Really, what's next? The NLRB is now considering using its rulemaking authority to address the standard for determining joint employer status under the National Labor Relations Act. [Press release] Meanwhile, there's a minor Twitter war between Chairman Ring, Member Lauren McFerran, and Member Mark Gaston Pearce. What is this? Junior High School?
My guess is that the Board majority has been looking for a case in which neither Chairman Ring nor Member Emanuel has a conflict of interest – a tough job because they both came out of a huge law firms that represent parties in Board cases.

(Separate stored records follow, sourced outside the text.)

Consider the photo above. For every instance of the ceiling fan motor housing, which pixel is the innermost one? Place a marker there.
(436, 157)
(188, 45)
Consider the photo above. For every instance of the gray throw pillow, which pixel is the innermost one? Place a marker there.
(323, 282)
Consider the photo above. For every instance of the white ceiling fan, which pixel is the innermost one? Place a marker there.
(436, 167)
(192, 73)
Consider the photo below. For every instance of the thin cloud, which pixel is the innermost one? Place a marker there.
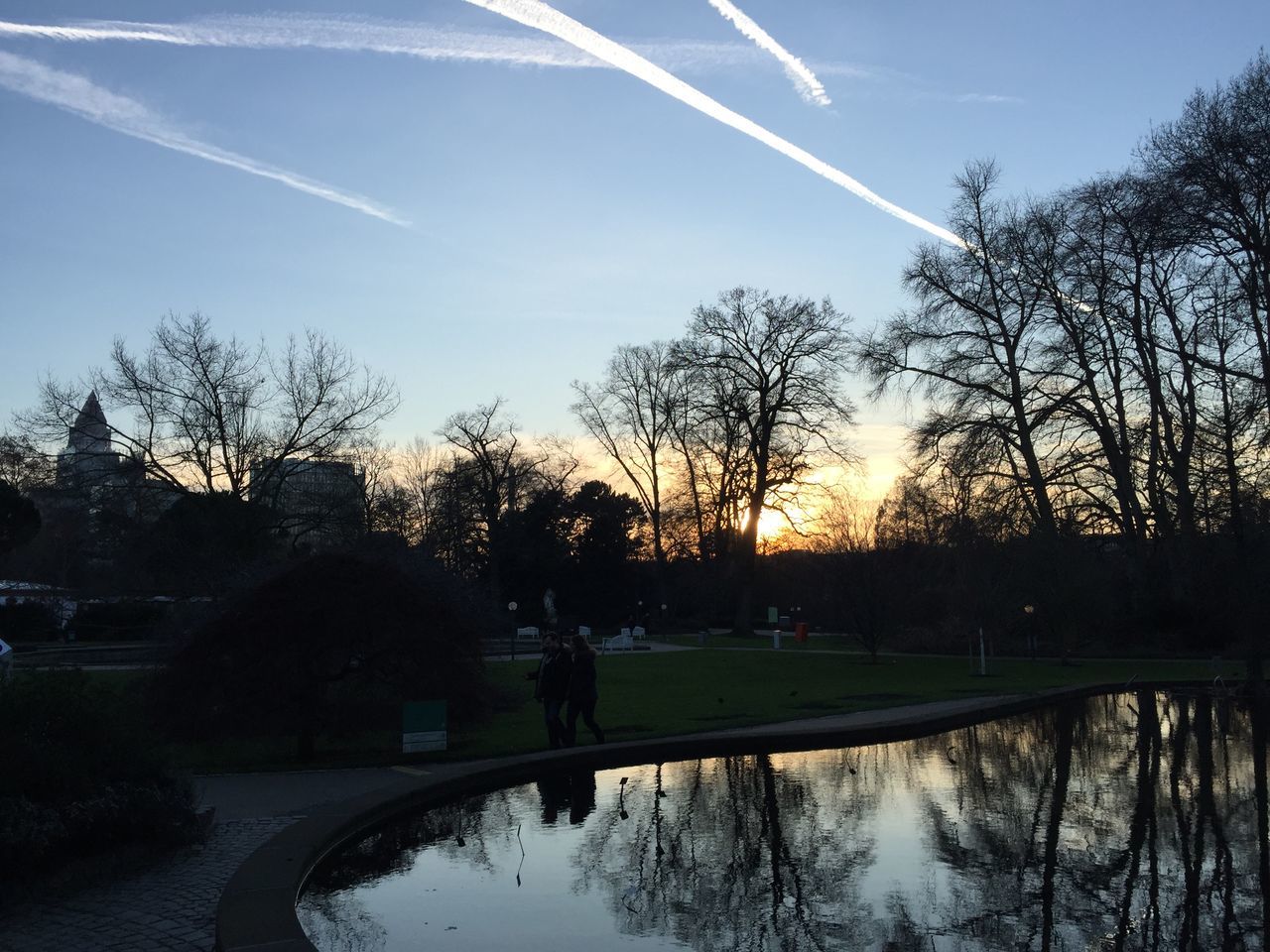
(804, 80)
(400, 39)
(984, 98)
(82, 98)
(540, 16)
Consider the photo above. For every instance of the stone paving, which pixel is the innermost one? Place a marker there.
(167, 907)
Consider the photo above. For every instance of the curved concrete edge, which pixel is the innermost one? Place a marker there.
(257, 911)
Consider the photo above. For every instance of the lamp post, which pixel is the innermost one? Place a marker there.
(512, 607)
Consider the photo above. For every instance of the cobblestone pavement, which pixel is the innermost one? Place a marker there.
(167, 907)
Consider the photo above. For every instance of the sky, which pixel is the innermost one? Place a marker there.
(477, 208)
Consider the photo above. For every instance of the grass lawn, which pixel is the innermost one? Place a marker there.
(649, 694)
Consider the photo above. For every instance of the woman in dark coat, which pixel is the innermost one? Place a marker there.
(583, 692)
(553, 688)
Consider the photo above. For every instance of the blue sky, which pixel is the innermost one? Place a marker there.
(556, 212)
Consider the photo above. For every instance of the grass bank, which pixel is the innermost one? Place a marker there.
(651, 694)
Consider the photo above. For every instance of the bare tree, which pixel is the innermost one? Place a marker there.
(199, 412)
(1213, 160)
(769, 368)
(631, 413)
(974, 339)
(493, 475)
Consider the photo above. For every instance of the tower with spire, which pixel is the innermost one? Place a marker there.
(87, 460)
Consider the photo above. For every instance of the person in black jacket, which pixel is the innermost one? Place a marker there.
(583, 692)
(553, 685)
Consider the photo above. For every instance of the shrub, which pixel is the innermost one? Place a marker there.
(331, 643)
(81, 774)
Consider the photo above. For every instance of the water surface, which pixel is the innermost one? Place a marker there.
(1134, 821)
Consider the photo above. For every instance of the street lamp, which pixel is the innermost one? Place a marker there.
(512, 607)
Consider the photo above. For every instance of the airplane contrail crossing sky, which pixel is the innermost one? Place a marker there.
(540, 16)
(804, 80)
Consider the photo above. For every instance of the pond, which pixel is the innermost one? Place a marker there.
(1121, 821)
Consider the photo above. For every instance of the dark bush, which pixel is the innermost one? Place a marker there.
(27, 621)
(329, 644)
(81, 774)
(126, 620)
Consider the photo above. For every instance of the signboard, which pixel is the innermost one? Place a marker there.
(423, 726)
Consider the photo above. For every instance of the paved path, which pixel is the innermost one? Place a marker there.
(171, 906)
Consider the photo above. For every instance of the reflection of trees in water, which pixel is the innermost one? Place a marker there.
(1137, 821)
(1132, 823)
(735, 853)
(336, 923)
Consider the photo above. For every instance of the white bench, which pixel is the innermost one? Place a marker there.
(619, 643)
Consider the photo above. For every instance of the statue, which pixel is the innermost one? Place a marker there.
(549, 608)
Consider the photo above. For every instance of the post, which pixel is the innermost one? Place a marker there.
(511, 607)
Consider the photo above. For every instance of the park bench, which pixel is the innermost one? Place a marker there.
(619, 643)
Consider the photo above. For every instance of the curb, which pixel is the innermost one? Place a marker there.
(257, 910)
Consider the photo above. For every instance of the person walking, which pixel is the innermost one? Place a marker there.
(583, 690)
(552, 687)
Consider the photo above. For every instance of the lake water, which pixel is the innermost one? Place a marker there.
(1121, 823)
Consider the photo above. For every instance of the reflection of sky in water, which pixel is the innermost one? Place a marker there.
(968, 841)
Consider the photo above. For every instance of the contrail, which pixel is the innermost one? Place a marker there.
(534, 13)
(79, 95)
(804, 80)
(393, 37)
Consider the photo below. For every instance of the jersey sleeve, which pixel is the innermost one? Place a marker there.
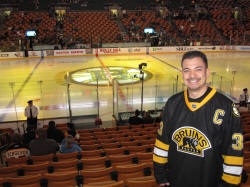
(232, 149)
(160, 155)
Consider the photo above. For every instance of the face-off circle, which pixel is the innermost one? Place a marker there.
(123, 75)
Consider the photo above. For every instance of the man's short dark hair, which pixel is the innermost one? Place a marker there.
(42, 133)
(194, 54)
(52, 123)
(17, 138)
(137, 112)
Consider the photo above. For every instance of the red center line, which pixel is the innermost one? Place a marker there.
(122, 96)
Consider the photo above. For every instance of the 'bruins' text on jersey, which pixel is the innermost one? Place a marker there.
(199, 142)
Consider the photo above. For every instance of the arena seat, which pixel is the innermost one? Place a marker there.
(92, 163)
(106, 184)
(25, 181)
(39, 168)
(16, 161)
(148, 181)
(116, 151)
(98, 175)
(62, 179)
(93, 153)
(132, 171)
(123, 159)
(42, 158)
(66, 156)
(10, 171)
(68, 165)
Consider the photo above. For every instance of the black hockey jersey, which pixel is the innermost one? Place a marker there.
(199, 144)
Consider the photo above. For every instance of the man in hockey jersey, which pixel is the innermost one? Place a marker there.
(199, 142)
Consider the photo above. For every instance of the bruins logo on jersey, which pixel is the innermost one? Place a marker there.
(191, 141)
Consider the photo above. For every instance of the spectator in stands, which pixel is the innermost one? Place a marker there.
(159, 118)
(42, 145)
(69, 145)
(17, 149)
(54, 133)
(29, 135)
(31, 112)
(72, 131)
(135, 120)
(244, 98)
(147, 119)
(114, 121)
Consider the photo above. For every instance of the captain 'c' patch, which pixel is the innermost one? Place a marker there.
(191, 141)
(159, 131)
(235, 111)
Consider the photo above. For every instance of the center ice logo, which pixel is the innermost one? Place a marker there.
(123, 75)
(191, 141)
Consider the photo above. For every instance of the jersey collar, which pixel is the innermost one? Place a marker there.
(193, 106)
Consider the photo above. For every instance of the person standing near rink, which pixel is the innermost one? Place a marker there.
(199, 142)
(31, 112)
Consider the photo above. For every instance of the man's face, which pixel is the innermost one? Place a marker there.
(195, 74)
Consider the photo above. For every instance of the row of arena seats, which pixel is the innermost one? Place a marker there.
(112, 176)
(84, 160)
(245, 121)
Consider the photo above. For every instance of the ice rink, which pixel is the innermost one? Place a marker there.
(45, 82)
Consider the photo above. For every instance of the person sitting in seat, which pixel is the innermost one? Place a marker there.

So the Board is considering using rulemaking. That's typically a much slower process than deciding an actual case, but in today's climate it might be faster.
In December 2017 the Board decided Hy-Brand Industrial Contractors, Ltd. (Hy-Brand I), 365 NLRB No. 156 (2017) [PDF], which overruled Browning-Ferris Industries, 362 NLRB No. 186 (Aug. 27, 2015). This changed the rules for determining when a company is considered a "joint employer." Hy-Brand I adopted a "direct control" test rather than Browning-Ferris' "indirect control" test.

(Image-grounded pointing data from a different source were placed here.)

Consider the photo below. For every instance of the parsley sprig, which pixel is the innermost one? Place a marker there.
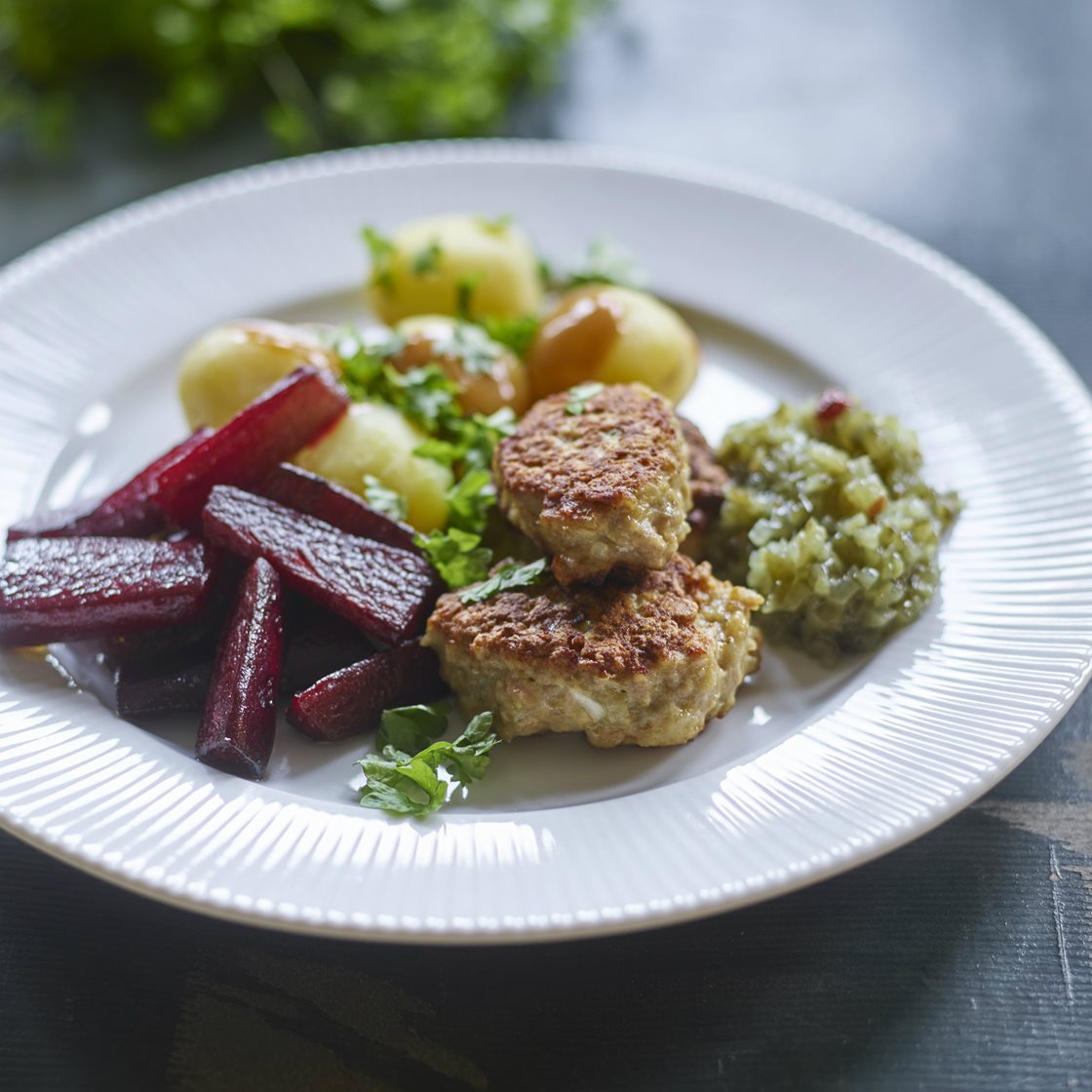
(507, 578)
(606, 263)
(580, 396)
(404, 778)
(464, 444)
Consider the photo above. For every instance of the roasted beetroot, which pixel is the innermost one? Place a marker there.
(63, 589)
(239, 721)
(317, 645)
(351, 701)
(387, 592)
(288, 416)
(129, 511)
(315, 496)
(176, 682)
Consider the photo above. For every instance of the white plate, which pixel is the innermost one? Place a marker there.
(811, 773)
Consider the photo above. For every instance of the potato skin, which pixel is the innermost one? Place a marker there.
(499, 256)
(612, 334)
(375, 439)
(229, 366)
(506, 383)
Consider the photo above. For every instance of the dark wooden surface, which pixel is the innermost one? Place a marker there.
(962, 961)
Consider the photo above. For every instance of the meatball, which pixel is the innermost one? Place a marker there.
(602, 484)
(647, 663)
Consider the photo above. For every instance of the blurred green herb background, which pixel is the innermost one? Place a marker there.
(321, 72)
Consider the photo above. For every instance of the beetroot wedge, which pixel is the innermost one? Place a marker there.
(129, 511)
(317, 646)
(64, 589)
(351, 701)
(315, 496)
(138, 688)
(385, 592)
(236, 733)
(288, 416)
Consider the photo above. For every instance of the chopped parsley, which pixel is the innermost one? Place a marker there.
(606, 263)
(515, 333)
(427, 260)
(579, 397)
(465, 288)
(382, 499)
(381, 252)
(457, 556)
(473, 345)
(411, 727)
(464, 444)
(470, 500)
(404, 778)
(506, 579)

Then in February three Members (not including William Emanuel) vacated Hy-Brand I, having decided that Emanuel ought not to have participated. Hy-Brand Industrial Contractors, Ltd. (Hy-Brand II), 366 NLRB No. 26 (2018) [PDF]. It's pretty clear that Emanuel was blind-sided by this action.
I think the handwriting on the wall is pretty clear. Right now the Browning-Ferris standard prevails. Just as quickly as the Board majority can get it done (either through rulemaking or by deciding a case), they will adopt the standard articulated in Hy-Brand I.